A hibristofilia, definida como a atração por pessoas perigosas ou criminosas, chamou a atenção de psicólogos e sociólogos. Casos recentes, como o de Luigi Mangione, acusado do assassinato do CEO da UnitedHealthcare, Brian Thompson, colocaram esse comportamento novamente em destaque e levantaram questões sobre suas raízes psicológicas e sociais.
O que é hibristofilia?
O termo foi introduzido nos anos 1950 pelo psicólogo John Money para descrever uma preferência sexual em que o prazer está relacionado a pessoas que cometeram atos violentos ou perigosos. Embora não seja classificada como uma doença, a hibristofilia pode variar em intensidade e afeta principalmente mulheres heterossexuais, segundo alguns estudos.

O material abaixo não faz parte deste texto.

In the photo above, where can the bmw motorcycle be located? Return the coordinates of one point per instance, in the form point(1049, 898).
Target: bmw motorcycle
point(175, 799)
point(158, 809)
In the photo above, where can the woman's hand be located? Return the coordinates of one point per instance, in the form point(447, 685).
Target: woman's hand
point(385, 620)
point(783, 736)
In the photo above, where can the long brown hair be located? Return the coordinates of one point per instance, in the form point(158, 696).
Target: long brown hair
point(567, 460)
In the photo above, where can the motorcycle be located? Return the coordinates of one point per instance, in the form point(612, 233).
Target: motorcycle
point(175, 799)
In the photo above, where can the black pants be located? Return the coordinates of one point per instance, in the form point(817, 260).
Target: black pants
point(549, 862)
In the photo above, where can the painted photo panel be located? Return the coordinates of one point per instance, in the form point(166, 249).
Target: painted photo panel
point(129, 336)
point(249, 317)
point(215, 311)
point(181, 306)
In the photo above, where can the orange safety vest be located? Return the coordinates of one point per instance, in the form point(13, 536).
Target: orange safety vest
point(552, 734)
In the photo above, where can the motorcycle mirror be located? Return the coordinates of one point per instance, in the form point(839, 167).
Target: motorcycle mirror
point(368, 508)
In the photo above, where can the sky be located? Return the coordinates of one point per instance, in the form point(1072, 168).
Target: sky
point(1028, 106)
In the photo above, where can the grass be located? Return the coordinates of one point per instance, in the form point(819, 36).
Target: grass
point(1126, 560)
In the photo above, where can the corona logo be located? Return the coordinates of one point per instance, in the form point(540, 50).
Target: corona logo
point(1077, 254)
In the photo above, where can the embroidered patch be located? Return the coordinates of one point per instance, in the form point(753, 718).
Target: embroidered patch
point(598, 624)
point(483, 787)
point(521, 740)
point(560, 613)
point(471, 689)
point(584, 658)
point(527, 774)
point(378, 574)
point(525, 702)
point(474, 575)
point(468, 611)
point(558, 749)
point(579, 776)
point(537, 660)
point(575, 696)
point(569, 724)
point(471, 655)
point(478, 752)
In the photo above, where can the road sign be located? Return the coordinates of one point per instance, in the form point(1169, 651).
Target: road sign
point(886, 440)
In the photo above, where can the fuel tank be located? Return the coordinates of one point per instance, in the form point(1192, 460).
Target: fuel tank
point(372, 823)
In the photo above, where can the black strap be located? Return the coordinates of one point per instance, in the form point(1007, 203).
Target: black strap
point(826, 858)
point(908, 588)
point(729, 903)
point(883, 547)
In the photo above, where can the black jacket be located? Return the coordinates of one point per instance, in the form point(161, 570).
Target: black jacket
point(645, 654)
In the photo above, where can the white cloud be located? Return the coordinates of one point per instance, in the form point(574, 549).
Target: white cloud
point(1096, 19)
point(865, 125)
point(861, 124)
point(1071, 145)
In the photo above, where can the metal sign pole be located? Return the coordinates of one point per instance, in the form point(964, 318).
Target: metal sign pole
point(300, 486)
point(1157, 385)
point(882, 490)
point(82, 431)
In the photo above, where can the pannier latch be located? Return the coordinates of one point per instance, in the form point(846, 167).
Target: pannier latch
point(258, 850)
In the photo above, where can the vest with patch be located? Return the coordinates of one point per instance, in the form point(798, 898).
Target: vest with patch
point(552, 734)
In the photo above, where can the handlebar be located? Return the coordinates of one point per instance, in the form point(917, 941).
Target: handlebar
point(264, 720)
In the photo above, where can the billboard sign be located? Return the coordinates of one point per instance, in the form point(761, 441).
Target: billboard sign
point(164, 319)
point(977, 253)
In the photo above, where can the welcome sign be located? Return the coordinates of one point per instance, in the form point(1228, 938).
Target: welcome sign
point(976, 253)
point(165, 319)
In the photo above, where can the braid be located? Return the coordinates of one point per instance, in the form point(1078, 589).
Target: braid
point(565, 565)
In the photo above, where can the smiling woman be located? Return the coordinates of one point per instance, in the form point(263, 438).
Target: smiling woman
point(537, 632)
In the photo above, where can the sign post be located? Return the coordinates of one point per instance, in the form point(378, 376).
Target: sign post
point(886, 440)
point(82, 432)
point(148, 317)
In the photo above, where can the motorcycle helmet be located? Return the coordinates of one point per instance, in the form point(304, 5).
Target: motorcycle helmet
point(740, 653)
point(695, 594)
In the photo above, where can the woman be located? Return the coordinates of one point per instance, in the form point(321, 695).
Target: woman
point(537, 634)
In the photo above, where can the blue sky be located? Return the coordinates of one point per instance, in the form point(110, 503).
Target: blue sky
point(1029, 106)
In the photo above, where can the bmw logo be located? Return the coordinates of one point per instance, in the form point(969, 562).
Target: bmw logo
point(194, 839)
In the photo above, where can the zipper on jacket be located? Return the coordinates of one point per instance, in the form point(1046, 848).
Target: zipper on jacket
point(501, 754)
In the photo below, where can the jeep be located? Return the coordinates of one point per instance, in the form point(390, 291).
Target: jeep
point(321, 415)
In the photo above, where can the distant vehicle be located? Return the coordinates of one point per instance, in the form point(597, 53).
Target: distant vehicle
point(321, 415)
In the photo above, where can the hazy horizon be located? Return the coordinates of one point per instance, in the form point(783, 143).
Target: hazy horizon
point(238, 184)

Esse comportamento, que desafia normas sociais e éticas, pode ir desde uma leve fascinação até uma obsessão intensa por criminosos ou pessoas que representam perigo.
As raízes psicológicas da hibristofilia
Embora ainda existam poucos estudos científicos sobre a hibristofilia, especialistas oferecem teorias sobre sua origem:
- Redenção e transformação: Algumas pessoas acreditam que podem “salvar” criminosos e redimi-los com amor, criando uma sensação de propósito e conexão emocional.
- Compaixão e maternidade simbólica: Segundo a psicóloga Katherine Ramsland, algumas mulheres veem criminosos como vítimas das circunstâncias e sentem o desejo de proteger o “menino ferido” que eles um dia foram.
- Atração pelo proibido: A fascinação pelo perigo e pelo proibido pode ser uma forma de buscar emoções intensas ou escapar da monotonia.
- Glorificação cultural: Filmes, séries e livros frequentemente idealizam criminosos, retratando-os como anti-heróis carismáticos e complexos, capazes de atrair tanto admiração quanto empatia.
Casos emblemáticos e impacto cultural
O caso de Luigi Mangione, um jovem engenheiro acusado de assassinato, é apenas o exemplo mais recente desse fenômeno. A viralização de sua figura nas redes sociais, com milhares de seguidores em poucas horas, lembra outros casos midiáticos, como o de Jeremy Meeks, apelidado de “criminoso sexy”, cuja foto na prisão o levou a se tornar modelo de luxo.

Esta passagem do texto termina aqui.